Showing posts with label Burgh House. Show all posts
Showing posts with label Burgh House. Show all posts
Saturday, 31 December 2016
Freud Museum memories on Radio 3
Coming up on New Year's Day at 18.45, Breaking Free: Freud versus Music, Stephen Johnson's examination of the great man's singular relationship to music. The programme is available here, I assume for more than the usual 28 days as that proviso isn't given. Delightful producer Elizabeth Arno, pictured with Stephen above by me in the famous Maresfield Gardens study (yes, in case you didn't know, that's yer actual couch behind - Berggasse 19 has a copy), asked the folk at the Freud Museum who might represent their side of the argument, and Ivan Ward, who arrived as part of the new batch of 'Museum Educators' towards the end of my group's stint, recommended me.
It was a trip down memory lane in more ways than one. I first met Stephen, now my best pal in the music fraternity, during my year at the Freud, which means both the work and the friendship date back 30 years (ouch). Though the blurb says it was my first job, that's not right; I'd spent a year as Assistant Editor on the beleaguered, shoestring-run Music and Musicians and had just gone freelance, with a book on Richard Strauss to finish. The three days a week at the Freud, sponsored by the Manpower Services Commission - I found the job at Golders Green Job Centre - was just right (pictured below: bin in Maresfield Gardens covered with Freud Anniversary stickers).
Not only that, but it will always be my most meaningful time in some kind of 'office'.I even got to put on a concert of Freud-related works, a sandwich of analogous works - Mahler's Lieder eines Fahrenden Gesellen in the Schoenberg arrangement, with J as soloist, and Schoenberg's First Chamber Symphony - flanked by the only music Freud seemed to care for, Mozart's Le nozze di Figaro and Don Giovanni, in excerpts arranged for wind. My friend Andrew Constantine brought his Bardi Ensemble from Leicester and I reckon it was a pretty good concert in Belsize Park Town Hall.
I'd completely forgotten that I'd even given a talk on Freud and Music in the museum, and only when Ivan printed out select quotations was my memory jogged this time to realise that Freud actually references Walter's Morgentraumdeutungweise via Sachs. Now that there's a catalogue of the 3000 plus books in the library we were also able to find two short psychoanalytic studies of Wagner operas, both of them gifts so hard to tell if Freud read them or not.
More of the issues you can hear in the complete programme, where I'm proud to stand alongside some fine figures in the psychoanalytic world as the more gossipy lifestyle commenter.
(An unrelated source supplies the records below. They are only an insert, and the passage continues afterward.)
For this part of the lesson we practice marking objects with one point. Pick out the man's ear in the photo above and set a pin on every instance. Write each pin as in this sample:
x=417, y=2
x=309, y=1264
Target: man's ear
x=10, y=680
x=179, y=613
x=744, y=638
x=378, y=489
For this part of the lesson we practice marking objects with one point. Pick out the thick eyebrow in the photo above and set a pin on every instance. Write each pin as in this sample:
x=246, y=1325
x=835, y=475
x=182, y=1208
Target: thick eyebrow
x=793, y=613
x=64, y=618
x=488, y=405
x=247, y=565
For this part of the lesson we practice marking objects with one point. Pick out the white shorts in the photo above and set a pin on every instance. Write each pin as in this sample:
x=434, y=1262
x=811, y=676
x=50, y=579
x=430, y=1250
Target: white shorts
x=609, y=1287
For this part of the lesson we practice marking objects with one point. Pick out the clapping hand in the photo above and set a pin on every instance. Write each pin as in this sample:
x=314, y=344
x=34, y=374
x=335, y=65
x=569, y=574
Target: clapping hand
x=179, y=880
We'll see what's there, but the main point is that we spent a very jolly couple of hours in the Museum and as always I sensed that extraordinary centredness and serenity that comes from standing in the downstairs rooms, left as they were at Freud's death by keeper of the flame his daughter Anna.
Stephen and Elizabeth needed to get down to editing business afterwards, so I took myself to Louis up in Hampstead, the Austro-Hungarian cafe, which never changes, for a coffee and cake and then wandered down ever-idyllic Flask Walk in peak Autumntime (as pictured above, looking up towards the local school) to Burgh House for a bowl of appropriately autumnal pumpkin soup
via an affectionate cat, appropriate since Stephen and his wife Kate were recently bereaved of the most characterful feline in the world, Agatha (I always called her A-GAA-the a la Freischütz) and we'd been talking about their new pair. Freud's favourite animals were chows, and he recalled that while stroking one of them, Jo-Fi, he found himself humming, 'unmusical as I am,' 'Dalla sua pace' from Don Giovanni - 'on her peace of mind mine also depends'. The words of the melody unconsciously summoned, he would argue in The Psychopathology of Everyday Life, usually had a significance.
Anyway, it's nice, after a rather thin year for me on Radio 3, to be featured in something on New Year's Day. May 2017 be a good one for all, as 2016 has been for me on the personal and work levels albeit a horror on the world front - Brexit, Trump and Aleppo offset in tiny ways by victories for Sadiq Khan as London Mayor and LibDem Sarah Olney overturning the wretched Zac Goldsmith's 23,000 majority in Richmond Park. The fight against Fascism is going to be a hard one, but we've got to get tougher.